The true performance of our method in this work was validated when comparing with prior work including Muzic and Cornelius (2001),Huang et al (2005), (Fang and Muzic 2008), Mu et al (2013) and Zhong and Kundu (2013) that used ‘fmincon’ as an optimization tool. Our hybrid method, validated in n=16 mice data, removed the uncertainty caused by initial guess values and at the same time yielded more accurate physiological parameters (Ki) and curve fitting (AUC), as described in the Results section. The result of the validation shows several fold improvement in terms of accuracy of MCIF and Ki, comparing to the methods using the deterministic algorithms (Fang and Muzic 2008, Mu et al 2013, Zhong and Kundu 2013). In addition, as shown in table 3 the performance of the hybrid method was also significant in comparison to the normal artificial immune algorithm (Liu et al 2016) in terms of convergence speed.

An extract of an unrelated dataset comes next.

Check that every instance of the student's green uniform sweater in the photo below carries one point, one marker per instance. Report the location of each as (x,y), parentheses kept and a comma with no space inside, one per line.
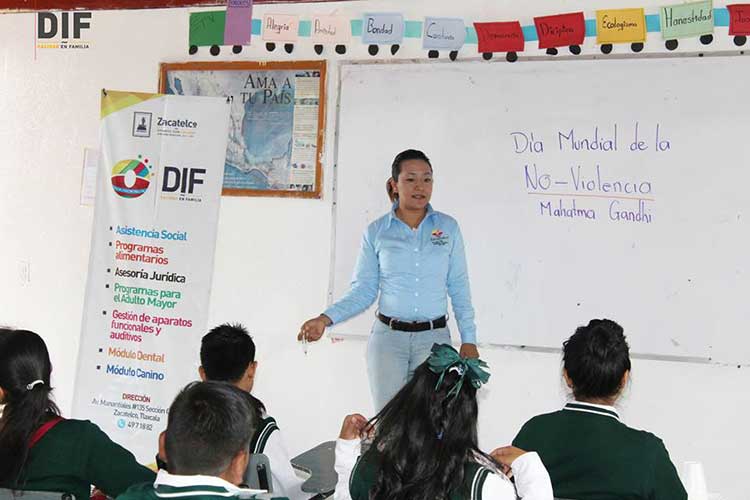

The data for the mice used in this study (from the UCLA Mouse Quantitation Program) weighed ~22–36 g, which has smaller heart size and therefore more SP and PV noise, to validate our method under the worst noise situation. For bigger animals, like rats with bigger hearts, the noise will be smaller when other conditions are kept the same. Less SP and PV contamination yields smaller peak discrepancy and hence better model curve fitting. Although the hybrid method is developed and validated using 18F-FDG mice data, the methodology should be applicable to rat and other PET tracers, scanners or image reconstruction methods as well. However, the parameters of the algorithm like population number, weighting factor, etc., should be adjusted accordingly.

5. Conclusion

A hybrid method using AIS and IRN was developed for the first time to remove the uncertainty caused by initial guess values and bounds in a compartment model as well as to improve the global search performance, which at the same time reduced the convergence iteration times significantly compared to normal AIS. The AIS and IRN compensates each other to achieve an optimum between the global search capability and convergent rate. The result indicated that the suggested method could yield a much more accurate estimation of MCIF and Ki with less computing iterations. The developed method can be applied to reliable estimation of kinetic parameters and blood input function (MCIF) with PV and SP corrections in a 3-compartment tracer kinetic model from dynamic FDG PET images of rodent heart in vivo.